Page:Revue des Deux Mondes - 1861 - tome 33.djvu/603

Le texte de cette page a été corrigé et est conforme au fac-similé.


II

Quand Elpis Melena, son pèlerinage terminé, se rembarqua sur le Virgilio pour retourner à Gênes et à Rome, elle n’emportait pas encore avec elle les notes biographiques qu’elle avait demandées au solitaire de Caprera. Elle possédait, il est vrai, depuis 1853, grâce à l’entremise du capitaine D…, la partie des mémoires où Garibaldi raconte son enfance, sa jeunesse, et surtout ses aventures guerrières dans l’Amérique du Sud ; mais ce qu’elle était allée chercher à Caprera, le récit des destinées du général pendant la période qui s’ouvre en 1848, surtout le tableau de sa vie errante après la prise de Rome, elle n’avait pas réussi à l’obtenir. Garibaldi, tout occupé du défrichement de son domaine, s’était déclaré incapable de reprendre la plume. Elpis Melena ne se découragea point ; l’été suivant, en 1858, elle fit de nouveau le voyage de Caprera, et, ne trouvant pas le général plus disposé que l’année précédente à écrire ses commentaires, elle le pria de vouloir bien au moins lui raconter en détail toute cette période récente de sa vie. Garibaldi se mit donc à rassembler ses souvenirs, Elpis Melena prenait des notes. Pour compléter certaines parties de sa narration, le général poussa la complaisance jusqu’à indiquer à Elpis Melena les mémoires et chroniques où elle pouvait puiser à pleines mains. Ainsi, sur la défense de Rome, en 1849, on a le Journal d’Italie du major Hoffstetter[1], et, pour ce qui concerne la retraite des garibaldiens après la victoire des Français, la Narrazione de Ruggieri. Il lui signalait aussi la Storia della Rivoluzione romana par le Calabrais Biagio da Strongoli. C’est ainsi que, traduisant d’abord l’autobiographie du héros, puis complétant ces pages par toutes les indications qu’elle avait recueillies elle-même, elle se mit à rédiger en allemand les deux volumes intitulés Mémoires de Garibaldi.

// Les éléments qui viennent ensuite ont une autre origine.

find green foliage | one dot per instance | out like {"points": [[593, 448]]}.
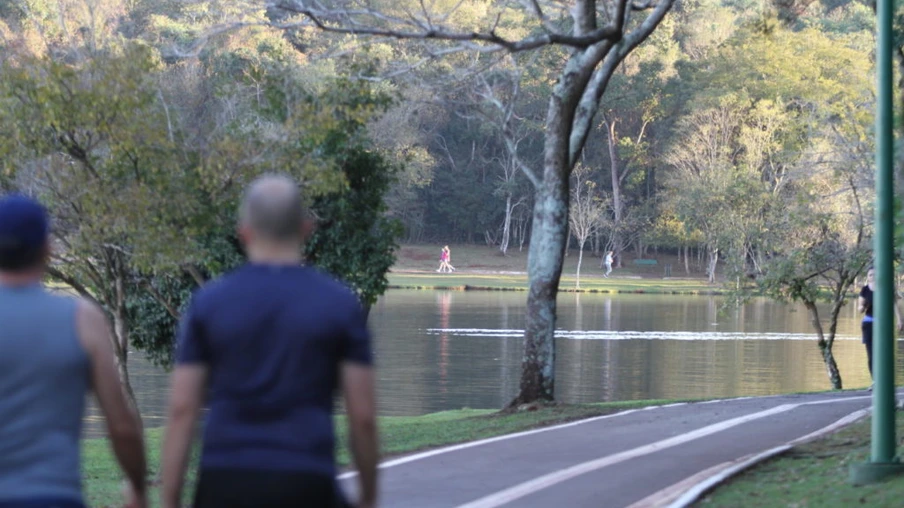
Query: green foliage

Nous n’avons pas la prétention de reproduire ce prodigieux roman d’aventures. Elpis Melena nous donne l’assurance qu’elle n’a rien changé au texte, qu’elle n’a pas songé un seul instant, comme on a pu le faire ailleurs, à des embellissemens, à des combinaisons plus ou moins littéraires et dramatiques ; partout où Garibaldi prend la parole, on peut être sûr que personne n’a corrigé son style. Telle qu’elle est pourtant, cette traduction fidèle renferme tant de choses incroyables qu’on est tenté d’y voir à chaque page ces exagérations naïves d’où sortent les légendes populaires. En attendant que le

  1. Garibaldi in Rom, Tagebuch ans Italien, 1849, von Gustav von Hoffstetter, damaligen Major in roemischen Diensten ; 1 vol. in-8o, 2e édition, Zurich 1860.